Il gusto di un’avventura avvincente

 Il gusto di un’avventura avvincente  QUO-095
26 aprile 2024

«Si trova nel mondo, più spesso di quanto convenga, sotto il nome di cristianesimo, un codice di condotta morale e religiosa la cui preoccupazione principale sembra quella di scoraggiare gli slanci, di colmare gli abissi, di schivare l’audacia, di svuotare la sofferenza, di ricondurre a una conversazione domestica i richiami dell’Infinito».

È l’inverno del 1944 — giusto ottant’anni fa — e sembra vederlo, Emmanuel Mounier mentre scrive L’avventura cristiana nel suo rifugio di Dieulefit, in clandestinità, dopo l’esperienza del carcere per la sua opposizione al governo filonazista di Vichy, con l’Europa trasformata nel più sanguinoso campo di battaglia dagli inizi della storia umana.

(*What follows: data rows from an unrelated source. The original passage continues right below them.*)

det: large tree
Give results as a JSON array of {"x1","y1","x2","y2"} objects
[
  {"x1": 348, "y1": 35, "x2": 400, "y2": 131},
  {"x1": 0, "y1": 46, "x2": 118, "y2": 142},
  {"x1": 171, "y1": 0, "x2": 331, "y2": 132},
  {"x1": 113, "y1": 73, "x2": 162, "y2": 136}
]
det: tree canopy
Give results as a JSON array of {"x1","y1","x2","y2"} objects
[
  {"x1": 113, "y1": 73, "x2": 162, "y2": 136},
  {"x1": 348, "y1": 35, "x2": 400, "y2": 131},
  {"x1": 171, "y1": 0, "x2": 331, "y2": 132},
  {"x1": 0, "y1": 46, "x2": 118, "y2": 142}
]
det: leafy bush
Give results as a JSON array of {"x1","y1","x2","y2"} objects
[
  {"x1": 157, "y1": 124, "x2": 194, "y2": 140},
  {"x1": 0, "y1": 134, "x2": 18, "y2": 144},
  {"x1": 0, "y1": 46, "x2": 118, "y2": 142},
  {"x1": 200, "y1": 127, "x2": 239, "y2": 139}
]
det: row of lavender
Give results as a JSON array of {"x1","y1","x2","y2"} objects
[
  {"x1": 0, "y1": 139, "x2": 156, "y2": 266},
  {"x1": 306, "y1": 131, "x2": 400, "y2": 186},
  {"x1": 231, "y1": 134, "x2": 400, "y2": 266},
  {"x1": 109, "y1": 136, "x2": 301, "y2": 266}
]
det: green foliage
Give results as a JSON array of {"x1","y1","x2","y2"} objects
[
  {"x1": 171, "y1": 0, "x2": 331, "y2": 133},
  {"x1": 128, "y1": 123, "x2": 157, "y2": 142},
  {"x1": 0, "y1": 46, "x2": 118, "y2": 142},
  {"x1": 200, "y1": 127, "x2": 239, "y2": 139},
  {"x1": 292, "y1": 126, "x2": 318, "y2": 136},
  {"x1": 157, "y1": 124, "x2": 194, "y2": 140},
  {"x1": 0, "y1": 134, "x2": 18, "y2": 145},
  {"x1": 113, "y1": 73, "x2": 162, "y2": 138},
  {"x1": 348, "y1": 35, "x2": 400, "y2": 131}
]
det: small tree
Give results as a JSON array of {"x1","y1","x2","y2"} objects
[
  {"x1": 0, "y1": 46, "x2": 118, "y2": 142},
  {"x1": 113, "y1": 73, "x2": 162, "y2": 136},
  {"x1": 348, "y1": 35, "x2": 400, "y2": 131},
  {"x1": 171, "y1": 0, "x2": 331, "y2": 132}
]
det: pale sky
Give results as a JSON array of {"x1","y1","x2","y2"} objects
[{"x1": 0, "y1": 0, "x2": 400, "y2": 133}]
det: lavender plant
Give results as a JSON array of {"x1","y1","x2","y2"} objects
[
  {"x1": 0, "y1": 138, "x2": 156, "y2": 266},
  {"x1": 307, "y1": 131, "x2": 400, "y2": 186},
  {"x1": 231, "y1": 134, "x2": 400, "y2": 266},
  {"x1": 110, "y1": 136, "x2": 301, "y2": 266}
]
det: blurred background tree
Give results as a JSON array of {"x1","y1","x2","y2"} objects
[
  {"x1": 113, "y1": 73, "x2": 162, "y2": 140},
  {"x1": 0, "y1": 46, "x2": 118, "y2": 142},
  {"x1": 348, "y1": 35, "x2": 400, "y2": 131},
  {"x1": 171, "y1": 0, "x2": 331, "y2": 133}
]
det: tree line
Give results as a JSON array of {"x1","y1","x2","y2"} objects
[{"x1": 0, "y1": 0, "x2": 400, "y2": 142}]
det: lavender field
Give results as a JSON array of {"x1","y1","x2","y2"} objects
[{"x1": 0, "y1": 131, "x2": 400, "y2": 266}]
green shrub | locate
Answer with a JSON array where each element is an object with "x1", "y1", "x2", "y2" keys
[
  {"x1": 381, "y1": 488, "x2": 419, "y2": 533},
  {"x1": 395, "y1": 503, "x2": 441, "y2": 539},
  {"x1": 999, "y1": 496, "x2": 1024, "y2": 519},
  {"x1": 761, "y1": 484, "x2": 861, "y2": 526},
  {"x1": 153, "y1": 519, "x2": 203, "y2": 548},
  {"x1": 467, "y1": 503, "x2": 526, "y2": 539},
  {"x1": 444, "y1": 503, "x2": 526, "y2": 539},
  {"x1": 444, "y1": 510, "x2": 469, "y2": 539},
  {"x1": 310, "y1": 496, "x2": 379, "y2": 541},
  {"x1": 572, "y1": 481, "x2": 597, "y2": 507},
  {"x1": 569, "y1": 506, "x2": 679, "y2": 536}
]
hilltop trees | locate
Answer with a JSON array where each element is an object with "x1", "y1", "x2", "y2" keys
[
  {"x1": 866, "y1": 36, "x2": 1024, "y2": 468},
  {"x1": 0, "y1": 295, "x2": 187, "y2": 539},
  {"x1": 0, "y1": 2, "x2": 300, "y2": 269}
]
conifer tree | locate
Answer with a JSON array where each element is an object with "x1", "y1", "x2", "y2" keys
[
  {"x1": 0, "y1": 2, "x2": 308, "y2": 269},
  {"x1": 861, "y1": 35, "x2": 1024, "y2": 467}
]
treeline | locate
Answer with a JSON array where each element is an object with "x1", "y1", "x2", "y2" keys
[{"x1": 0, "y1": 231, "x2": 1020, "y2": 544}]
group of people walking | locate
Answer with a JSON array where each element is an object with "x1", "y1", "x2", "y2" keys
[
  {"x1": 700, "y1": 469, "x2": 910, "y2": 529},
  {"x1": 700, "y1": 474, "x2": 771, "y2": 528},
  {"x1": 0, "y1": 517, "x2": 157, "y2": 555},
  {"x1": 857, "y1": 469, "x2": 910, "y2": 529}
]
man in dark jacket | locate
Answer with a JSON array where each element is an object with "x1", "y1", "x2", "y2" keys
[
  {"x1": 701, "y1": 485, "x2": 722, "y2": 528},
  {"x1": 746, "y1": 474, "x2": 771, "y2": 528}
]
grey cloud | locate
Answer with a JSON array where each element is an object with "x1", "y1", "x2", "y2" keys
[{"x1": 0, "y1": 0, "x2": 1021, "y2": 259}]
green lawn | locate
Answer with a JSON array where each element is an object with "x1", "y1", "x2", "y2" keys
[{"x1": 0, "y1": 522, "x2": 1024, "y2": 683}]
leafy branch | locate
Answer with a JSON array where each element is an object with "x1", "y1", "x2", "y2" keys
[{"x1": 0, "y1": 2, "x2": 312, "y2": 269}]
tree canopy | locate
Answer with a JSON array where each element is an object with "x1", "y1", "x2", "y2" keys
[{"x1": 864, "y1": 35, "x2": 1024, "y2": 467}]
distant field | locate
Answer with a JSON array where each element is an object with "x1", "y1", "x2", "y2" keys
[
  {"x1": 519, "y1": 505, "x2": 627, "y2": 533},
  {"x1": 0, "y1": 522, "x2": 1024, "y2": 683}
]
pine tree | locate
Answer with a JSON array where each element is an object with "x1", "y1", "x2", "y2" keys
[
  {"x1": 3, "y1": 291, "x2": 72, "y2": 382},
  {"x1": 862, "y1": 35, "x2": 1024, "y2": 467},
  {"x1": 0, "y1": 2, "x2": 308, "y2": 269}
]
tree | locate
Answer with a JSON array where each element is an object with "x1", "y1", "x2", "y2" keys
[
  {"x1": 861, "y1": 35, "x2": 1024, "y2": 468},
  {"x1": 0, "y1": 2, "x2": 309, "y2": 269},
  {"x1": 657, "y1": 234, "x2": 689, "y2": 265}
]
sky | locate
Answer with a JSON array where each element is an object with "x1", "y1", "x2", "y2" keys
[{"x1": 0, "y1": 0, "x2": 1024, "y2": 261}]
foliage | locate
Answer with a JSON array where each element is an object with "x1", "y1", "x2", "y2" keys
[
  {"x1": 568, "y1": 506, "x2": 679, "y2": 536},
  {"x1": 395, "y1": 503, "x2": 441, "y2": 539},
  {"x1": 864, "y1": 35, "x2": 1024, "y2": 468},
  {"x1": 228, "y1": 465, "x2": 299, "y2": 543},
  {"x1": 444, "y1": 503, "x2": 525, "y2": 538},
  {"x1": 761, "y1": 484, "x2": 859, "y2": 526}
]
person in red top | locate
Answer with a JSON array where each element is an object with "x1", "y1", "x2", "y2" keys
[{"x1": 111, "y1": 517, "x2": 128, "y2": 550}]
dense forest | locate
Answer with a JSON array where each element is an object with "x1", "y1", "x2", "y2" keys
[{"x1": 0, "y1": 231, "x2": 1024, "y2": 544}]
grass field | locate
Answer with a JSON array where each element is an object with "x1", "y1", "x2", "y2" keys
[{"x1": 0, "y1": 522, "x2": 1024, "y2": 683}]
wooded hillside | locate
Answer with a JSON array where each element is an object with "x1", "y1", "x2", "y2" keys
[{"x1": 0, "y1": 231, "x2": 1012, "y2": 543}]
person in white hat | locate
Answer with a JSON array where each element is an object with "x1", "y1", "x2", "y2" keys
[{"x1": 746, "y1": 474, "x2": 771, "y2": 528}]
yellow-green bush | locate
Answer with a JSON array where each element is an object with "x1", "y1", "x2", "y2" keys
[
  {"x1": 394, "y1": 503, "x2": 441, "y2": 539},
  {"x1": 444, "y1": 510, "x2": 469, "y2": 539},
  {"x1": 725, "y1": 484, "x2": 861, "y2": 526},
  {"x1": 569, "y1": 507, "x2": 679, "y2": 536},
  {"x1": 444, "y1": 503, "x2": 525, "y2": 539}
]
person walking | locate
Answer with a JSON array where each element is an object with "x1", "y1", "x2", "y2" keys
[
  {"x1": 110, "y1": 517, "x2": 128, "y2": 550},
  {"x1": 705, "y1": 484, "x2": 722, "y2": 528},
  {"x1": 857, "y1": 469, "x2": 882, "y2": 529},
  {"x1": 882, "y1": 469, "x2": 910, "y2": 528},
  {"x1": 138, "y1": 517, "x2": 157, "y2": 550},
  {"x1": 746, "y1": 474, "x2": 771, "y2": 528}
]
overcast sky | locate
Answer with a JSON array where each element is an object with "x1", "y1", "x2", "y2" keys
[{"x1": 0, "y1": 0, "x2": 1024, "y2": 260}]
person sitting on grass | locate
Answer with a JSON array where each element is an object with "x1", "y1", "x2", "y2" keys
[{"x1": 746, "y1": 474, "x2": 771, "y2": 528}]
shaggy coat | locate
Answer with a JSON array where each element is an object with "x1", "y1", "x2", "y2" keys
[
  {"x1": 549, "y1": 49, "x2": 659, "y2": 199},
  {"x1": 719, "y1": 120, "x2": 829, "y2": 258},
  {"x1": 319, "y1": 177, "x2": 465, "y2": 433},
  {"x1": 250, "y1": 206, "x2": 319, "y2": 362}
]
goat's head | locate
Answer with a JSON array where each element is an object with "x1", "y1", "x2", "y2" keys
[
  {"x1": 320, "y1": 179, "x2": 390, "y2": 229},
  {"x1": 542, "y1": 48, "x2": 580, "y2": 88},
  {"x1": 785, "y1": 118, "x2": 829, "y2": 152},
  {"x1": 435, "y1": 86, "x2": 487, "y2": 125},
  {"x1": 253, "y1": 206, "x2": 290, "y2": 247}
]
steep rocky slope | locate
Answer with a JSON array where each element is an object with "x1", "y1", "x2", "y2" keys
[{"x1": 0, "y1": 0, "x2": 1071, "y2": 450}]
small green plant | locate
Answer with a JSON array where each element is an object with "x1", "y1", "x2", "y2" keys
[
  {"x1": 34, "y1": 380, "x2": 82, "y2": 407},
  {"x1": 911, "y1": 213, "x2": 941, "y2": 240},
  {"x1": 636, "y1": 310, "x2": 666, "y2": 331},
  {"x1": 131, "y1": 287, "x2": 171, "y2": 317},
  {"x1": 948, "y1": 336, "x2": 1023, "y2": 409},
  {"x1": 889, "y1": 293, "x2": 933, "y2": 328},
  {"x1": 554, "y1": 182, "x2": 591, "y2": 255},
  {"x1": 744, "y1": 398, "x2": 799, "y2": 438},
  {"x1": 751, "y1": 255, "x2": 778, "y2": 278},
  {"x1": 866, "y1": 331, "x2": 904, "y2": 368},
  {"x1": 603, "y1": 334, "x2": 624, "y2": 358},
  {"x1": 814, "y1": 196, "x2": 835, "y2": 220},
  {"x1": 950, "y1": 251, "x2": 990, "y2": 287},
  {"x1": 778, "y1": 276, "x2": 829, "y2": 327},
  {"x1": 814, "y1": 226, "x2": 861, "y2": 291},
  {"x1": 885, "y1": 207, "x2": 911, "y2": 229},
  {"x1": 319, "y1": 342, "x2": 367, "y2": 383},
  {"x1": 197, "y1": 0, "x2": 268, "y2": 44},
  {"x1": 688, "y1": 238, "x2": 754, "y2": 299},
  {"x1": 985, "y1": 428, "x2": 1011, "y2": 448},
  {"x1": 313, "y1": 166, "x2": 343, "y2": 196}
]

Pensa al dopo guerra, il non ancora quarantenne Mounier, si interroga con passione e inquietudine sul futuro del cristianesimo. «Sulla persistenza delle cerimonie e l’ondata sonnolente delle folle, già si scorgono, minuti ma sempre più numerosi come le prime gocce di un uragano, i segni furtivi della più grande tempesta, forse, che debba sommergere gli edifici della cristianità».

Vede, in anticipo, il crollo di una religiosità abitudinaria, anemica, contaminata da uno spirito perbenista e piccolo borghese. Capisce che di fronte allo scettico sarcasmo di Nietzsche e degli altri “maestri del sospetto” padri dell’ateismo moderno, a poco servirà esibire “titoli storici” o il ricco bagaglio della propria teologia. «Il portiere della storia non guarda le loro ragioni, guarda i loro visi».

Non è dunque più urgente, per la Chiesa, «formare degli uomini dimostrativi, oltre a mantenere le dimostrazioni tradizionali in buono stato di servizio?».

Se la casa borghese è una «casa chiusa» e il cuore borghese è un «cuore guardingo, pieno di precauzioni», bisogna chiedere al buon Dio il dono di un cristianesimo «all’aria aperta», non affetto da quel «malumore contro la vita che sfigura tante virtù».

Una vita cristiana che abbia il gusto di un’avventura avvincente, lo sguardo mai ripiegato su di sé. «Se dovessi scegliere degli adepti per un movimento della gioventù cristiana, vorrei far loro a bruciapelo questa domanda: «Pensate spesso alle stelle?», dopo essermi assicurato, beninteso, che prima pensino ai loro piedi».